でも……一瞬、気配を探るように意識を向けたら、とんでもない勢いの殺気が返ってきた!
本能に近い何かが、即座にそれを撃てって告げる。
次の瞬間、問答無用で照準を変更して、後部格納庫を狙って、トリガーを引いてた!
「なっ! 何処を狙って……!」
遥提督が驚愕してる……そりゃそうだよね。
いきなりの早引き……撃ち方待てのところで、勝手に撃ち始めたようなもの。
けど……気が付いたら、反射的に撃っちゃった。
ひぃいいいいっ! 何やってるのですぅっ! コレじゃ色々台無しなのですよ!
「くっ……こ、これか! この殺気……尋常じゃないっ! 天霧……来るぞ! 全力回避機動……ECMバラージ! チャフ、ALスモーク、デコイ……出せるものは全部出した上でフル加速! この分だと撃ち返しが来るぞ! 急げっ!」
遥提督も今のに気付いたようで、全力回避の指示を出す。
ユリもいつでも回避機動に移れるように、準備しつつ、エベレストの後部格納庫から、目が離せなくなっていた。
次弾装填……パワーチャージがもどかしい。
鼓動が早鐘のように脈打ち……背筋から寒気が立ち上る。
知らず知らずに肩が腕がガクガクと震えてる……これが恐怖っ!
ユリが感じているものの正体がまさにそれだった。
「だ、弾着……今っ!」
後部格納庫の天井が大きくへこんで、次の瞬間盛大に吹き飛ぶ!
エベレストも大きく姿勢を崩して、要塞砲も派手に暴れてる。
弾速12000の物理衝力……航空機搭載用の軽質量弾ながら、その威力は駆逐艦クラスが一撃で沈むほど。

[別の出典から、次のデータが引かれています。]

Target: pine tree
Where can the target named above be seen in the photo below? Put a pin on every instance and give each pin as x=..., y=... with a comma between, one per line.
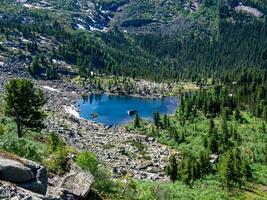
x=172, y=168
x=156, y=118
x=136, y=121
x=23, y=102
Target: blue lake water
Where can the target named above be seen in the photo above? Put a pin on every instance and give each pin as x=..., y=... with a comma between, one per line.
x=112, y=110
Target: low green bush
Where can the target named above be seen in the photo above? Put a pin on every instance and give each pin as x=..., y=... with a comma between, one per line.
x=58, y=161
x=88, y=161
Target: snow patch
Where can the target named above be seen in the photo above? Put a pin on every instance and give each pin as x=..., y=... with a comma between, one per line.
x=81, y=27
x=105, y=29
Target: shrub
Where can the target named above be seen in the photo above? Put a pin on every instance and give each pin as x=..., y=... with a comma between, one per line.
x=58, y=162
x=88, y=161
x=54, y=143
x=21, y=147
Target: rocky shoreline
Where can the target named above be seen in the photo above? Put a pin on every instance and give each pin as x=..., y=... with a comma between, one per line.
x=114, y=146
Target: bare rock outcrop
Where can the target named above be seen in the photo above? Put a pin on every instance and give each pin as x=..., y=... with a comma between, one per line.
x=24, y=173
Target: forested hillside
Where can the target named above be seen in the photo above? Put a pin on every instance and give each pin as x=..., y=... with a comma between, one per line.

それが無警戒だった上から直撃した結果、エベレストも一撃で致命傷を負ったようだった。
その被害は要塞砲にも及んでて、コードとかブチブチ切れてるし、多分、この一撃でエベレスト自体は無力化してると思う。
けどっ! けどっ!
こんなエベレストなんて問題にならないような、無茶苦茶ヤバいのがいるっ!
しかも、格納庫のヤバそうな気配に直撃させたはずなのに、まだ生きてるよっ! これっ!
「ダメーッ! 遥さん! 全力退避を!」
低パワーでの連続射撃モードで、追撃を実施!
「少しは怯んでっ! お願いっ!」
天霧がロケットブースターの点火で、蹴っ飛ばされたように加速するのと、エベレストの格納庫内から放たれた荷電粒子砲で流体面が薙ぎ払われるのがほとんど同時だった――。